Kiara menutup bukunya saat mendengar keributan dari arah luar kamarnya. Tadi ia berpikiran bahwa itu adalah adik-adiknya yang memang kerap meributkan hal-hal sepele. Tapi, besok tanggal merah. Rangga menginap di rumah kakek dan Gilang menginap di kontrakan Om Fian.

Jadi kemungkinan besar keributan itu berasal dari kedua orangtuanya. Kiara membuka pintu perlahan dan berjalan menuju tangga. Tepat saat menuruni tangga, suara ribut-ribut itu terdengar jelas. Hanya setengah jalan, Kiara berbalik dan kembali ke kamarnya.

Kiara A K
Aka|
Mama sama papa berantem :(|

Akaacian 😜
|Berantem dalam sebuah hubungan itu wajar. Rangga sama Gilang sering berantem, kita kadang juga ribut karena sama-sama egois dan keras kepala. Apalagi mereka, pasti ada kalanya rumah tangga melewati kerikil, tikungan, belokan bahkan badai.

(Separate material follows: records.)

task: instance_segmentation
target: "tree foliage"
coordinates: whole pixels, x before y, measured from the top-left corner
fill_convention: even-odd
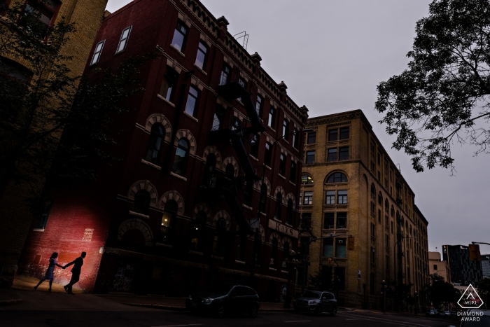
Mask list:
[[[434,0],[419,20],[408,68],[377,86],[380,123],[422,172],[454,169],[451,146],[490,145],[490,2]]]

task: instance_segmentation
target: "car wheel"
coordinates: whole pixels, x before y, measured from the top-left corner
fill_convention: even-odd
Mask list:
[[[219,307],[218,307],[218,311],[216,312],[216,314],[218,315],[218,318],[223,318],[225,316],[225,306],[223,305],[220,305]]]
[[[255,318],[257,316],[257,307],[253,306],[248,312],[248,316],[251,318]]]
[[[335,316],[337,315],[337,307],[334,307],[330,311],[330,316]]]

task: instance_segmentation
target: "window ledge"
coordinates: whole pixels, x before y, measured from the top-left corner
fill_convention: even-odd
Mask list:
[[[151,163],[149,161],[146,161],[144,159],[141,159],[141,163],[144,163],[145,165],[148,165],[148,166],[153,167],[153,168],[157,169],[158,170],[162,170],[161,167],[158,166],[158,165],[155,165],[154,163]]]
[[[180,50],[178,50],[178,49],[177,49],[176,47],[174,47],[173,44],[171,44],[171,45],[170,45],[170,48],[172,48],[172,49],[174,49],[174,50],[175,50],[176,51],[177,51],[177,53],[178,53],[179,55],[181,55],[182,57],[183,57],[184,58],[186,57],[186,55],[184,55],[183,53],[182,53],[181,52]]]
[[[189,114],[188,114],[188,113],[186,113],[186,111],[183,112],[183,114],[186,115],[186,116],[188,116],[188,118],[190,118],[190,119],[192,119],[192,120],[195,121],[196,123],[199,123],[199,120],[197,120],[197,118],[196,118],[194,117],[193,116],[189,115]]]
[[[184,57],[185,57],[185,55],[184,55]],[[206,71],[203,71],[201,67],[200,67],[199,66],[197,66],[197,64],[194,64],[194,67],[196,67],[198,71],[200,71],[201,73],[204,74],[205,76],[208,76],[208,74]]]
[[[139,212],[133,211],[132,210],[130,210],[127,214],[131,216],[134,216],[135,217],[143,218],[144,219],[150,219],[150,216],[148,215],[140,214]]]
[[[181,179],[183,181],[187,181],[187,179],[186,177],[181,176],[181,175],[178,175],[176,173],[174,173],[174,172],[170,172],[170,176],[173,176],[174,177],[176,177],[178,179]]]
[[[173,103],[170,102],[169,100],[167,100],[167,99],[165,99],[164,97],[162,97],[160,95],[157,95],[157,97],[158,97],[159,98],[162,99],[163,101],[164,101],[165,102],[167,102],[167,104],[170,104],[172,106],[173,106],[174,108],[175,108],[175,104],[174,104]]]

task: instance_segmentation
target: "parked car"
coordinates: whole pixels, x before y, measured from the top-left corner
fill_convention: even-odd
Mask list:
[[[330,312],[331,316],[337,314],[337,300],[330,292],[307,291],[295,299],[293,306],[296,312],[307,312],[315,314]]]
[[[234,284],[214,285],[191,294],[186,307],[192,312],[213,312],[223,317],[228,312],[247,313],[255,317],[260,307],[257,292],[251,287]]]

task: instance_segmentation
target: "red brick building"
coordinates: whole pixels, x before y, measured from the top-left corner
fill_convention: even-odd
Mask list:
[[[143,69],[136,110],[118,120],[123,160],[90,188],[46,192],[21,273],[40,276],[53,251],[66,263],[86,251],[88,291],[180,295],[233,280],[279,298],[297,246],[308,110],[227,25],[195,0],[135,0],[104,20],[88,70],[160,56]]]

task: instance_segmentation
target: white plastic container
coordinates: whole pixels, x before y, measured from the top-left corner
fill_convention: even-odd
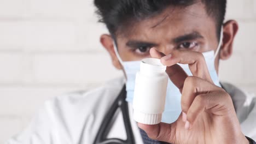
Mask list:
[[[166,67],[159,59],[142,60],[136,74],[133,101],[133,119],[146,124],[161,122],[168,83]]]

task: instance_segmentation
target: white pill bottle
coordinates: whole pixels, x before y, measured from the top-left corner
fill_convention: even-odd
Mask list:
[[[168,75],[160,60],[142,60],[136,74],[133,101],[133,119],[146,124],[161,122],[165,109]]]

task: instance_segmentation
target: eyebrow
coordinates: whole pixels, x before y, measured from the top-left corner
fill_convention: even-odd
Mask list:
[[[146,47],[154,47],[158,45],[158,44],[142,41],[138,41],[138,40],[129,40],[127,43],[126,45],[131,47],[138,47],[141,46],[146,46]]]
[[[187,34],[182,36],[178,37],[172,40],[173,42],[175,43],[179,43],[184,41],[189,41],[191,40],[195,40],[196,39],[203,38],[197,32],[193,32],[191,33]]]
[[[201,38],[203,38],[203,37],[202,36],[202,35],[201,35],[199,32],[193,32],[190,33],[184,34],[183,35],[179,36],[177,38],[175,38],[173,39],[172,39],[172,41],[173,43],[177,44],[180,43],[184,41],[189,41]],[[158,45],[158,44],[155,43],[136,40],[129,40],[128,41],[128,42],[126,43],[126,46],[134,48],[141,46],[154,47]]]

|Btw, kamu dengar mereka ribut?

Kiara A K
Iya, di dapur kayaknya|
Kia takut :(|
Tiba-tiba papa tusuk mama pakai pisau|
Atau mama pukul papa pakai ulekan batu

Akaacian 😜
|Malah mikir sampai sana. Kebanyakan baca Wattpad nih pastinya

Kiara A K
Ck. Aka kan enggak pernah dengar orangtuanya berantem. Aka enggak tahu apa yang Kia rasain sekarang!

Akaacian 😜
|Aku memang enggak pernah lihat atau dengar orangtuaku berantem :)
|Aku dulu ngira mereka baik-baik aja, adem ayem tanpa hambatan.
|Tapi ternyata di sana letak kesalahannya.
|Orangtuaku enggak pernah berantem, karena sejak aku lahir mereka udah enggak anggap pasangannya ada :)
|Bubar deh.
|Justru bagiku, berantem adalah kunci kalau mereka serius dalam menjalin hubungan. Apapun itu.

Kiara A K
Aka! Kia minta maaf, enggak ada maksud buat| nyinggung, beneran deh :(

Akaacian 😜
|Enggak apa-apa. Dilanjut lagi belajarnya, jangan overthingking sebelum tidur

Kiara A K
Yoi. Kia tuh always halu sebelum tidur :p

Kiara meletakkan kembali ponselnya. Menghela napas dan membuka jendela kamarnya lebar-lebar. Ia melihat sosok yang berlari dari arah teras, membuka gerbang, menutupnya dan berlari ke rumah Om Deni.

Gilang.

Kening Kiara berkerut. Ia sama sekali tidak mendengar suara ketukan pintu. Tapi kenapa Gilang berlari? Dia jauh lebih pemberani daripada Rangga.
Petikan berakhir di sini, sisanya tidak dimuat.